Dan Staton MS, PES
Fitness & Archery Editor

The holidays can be a joyous time of year shared with family and friends, but they can also bring implications of stress and anxiety.  Each year, we struggle to keep up with often-unrealistic demands and expectations that we unknowingly put on ourselves.  That’s why it is so important for all of us to relax and take good care of ourselves.  What shape will you be in heading into the New Year?  My contention is that way too often the shape you end up in after the holidays, ends up being the shape you are in when hunting season arrives.  Let’s look at a few guidelines for surviving the holidays so you can have increased energy and reduced stress, this season and all year long.
Take time for yourself. Although spending time with friends and family is essential, it’s also important to have at least twenty minutes to yourself to break a sweat.  Aim to exercise 20 minutes a day versus a typical hour.  The 20 minute workout can be more than sufficient, if you give your best effort.  Often times, less is more when it comes to training.  Try a 20 minute run, but perform a few sets of sprints throughout the run.  Make up your own circuit to do at the gym or in your garage.  Body weight exercises can be challenging and if performed without rest, you can collect a cardio and strength dividend all in one shot.  I know that if you train first thing in the morning, you’ll have more energy for the rest of the day and nothing can rob you of your workout time since it’s already banked.

Enlist a friend or family member to train with you.
Walking and talking with a friend can be a great way to burn extra calories and reduce your stress level.  It’s always more motivating to have a trustworthy peer along your side than going at it alone.  You might get more out of your workout if you can make the workout foster friendly competition: pull-up or push-up contest, rowing or swimming or a game of one-on-one on the hard woods.  We all possess a sliver of competitiveness, so use it to your advantage.  Training is more productive and more fun when you have a training partner.

Create a new and more active tradition.
Instead of hosting a dessert or cocktail party, try snowshoeing or ice-skating as an alternate holiday event.  Take the kiddos sledding, have a snowball fight or build a snowman.  There are plenty of fun activities for the whole family to enjoy, so be creative and lace up your winter boots.  The holidays don’t have to take place indoors, get outside.

Moderation is key.  
You’ve heard this, but who practices it?  If you enjoy your favorite foods in small portions, you’ll feel more satisfied. Trying to stay away from certain foods may leave you feeling deprived, which may cause you to eat more than you intended to.  Before you hit up the holiday parties, take in plenty of water. Although the cold weather may make you less inclined to grab a glass of water, it is just as important in the winter as it is during the summer. Water helps counter the dehydrating effects of travel or drinking alcoholic beverages and it may also help satiate your appetite since thirst is often mistaken for hunger.  This is a great habit to form now and you can roll it into the New Year, aiding in your health and wellbeing.
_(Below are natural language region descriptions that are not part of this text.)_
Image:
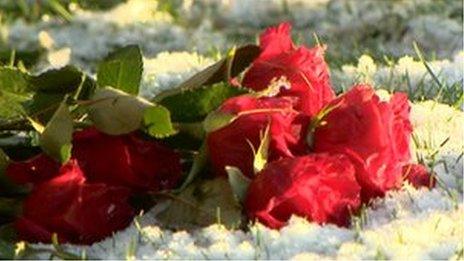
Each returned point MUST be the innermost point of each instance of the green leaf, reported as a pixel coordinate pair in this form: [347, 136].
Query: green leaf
[216, 120]
[199, 162]
[7, 250]
[238, 182]
[122, 69]
[7, 187]
[229, 67]
[194, 105]
[157, 119]
[116, 112]
[13, 80]
[261, 154]
[13, 91]
[202, 203]
[11, 105]
[57, 136]
[57, 81]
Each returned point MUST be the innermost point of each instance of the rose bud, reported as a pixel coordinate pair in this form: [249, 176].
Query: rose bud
[126, 160]
[79, 213]
[233, 144]
[303, 67]
[319, 187]
[418, 176]
[374, 133]
[34, 170]
[123, 160]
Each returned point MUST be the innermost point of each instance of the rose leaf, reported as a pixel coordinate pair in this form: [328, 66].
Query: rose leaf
[122, 69]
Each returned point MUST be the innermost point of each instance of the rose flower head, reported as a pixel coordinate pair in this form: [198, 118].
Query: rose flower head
[303, 67]
[319, 187]
[77, 212]
[375, 135]
[234, 144]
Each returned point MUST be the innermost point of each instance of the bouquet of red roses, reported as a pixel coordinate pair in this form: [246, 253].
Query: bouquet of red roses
[258, 136]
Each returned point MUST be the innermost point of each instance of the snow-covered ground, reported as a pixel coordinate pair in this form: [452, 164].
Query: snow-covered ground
[407, 224]
[350, 28]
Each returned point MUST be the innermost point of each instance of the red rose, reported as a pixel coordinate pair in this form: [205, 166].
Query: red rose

In closing, don’t aim for perfection and enjoy the imperfections. There is no such thing as the perfect party or the perfect decorations or the perfect way to spend the holidays. Don’t set yourself up for disappointment by placing unrealistic demands on yourself.  Just know that the older we get, the harder it is to lose those unwanted pounds, so be mindful this holiday season.  Do yourself a favor, train throughout the week, practice moderation and head into the New Year knowing that your momentum will carry you through hunting season.  Stay in shape and enjoy the holidays.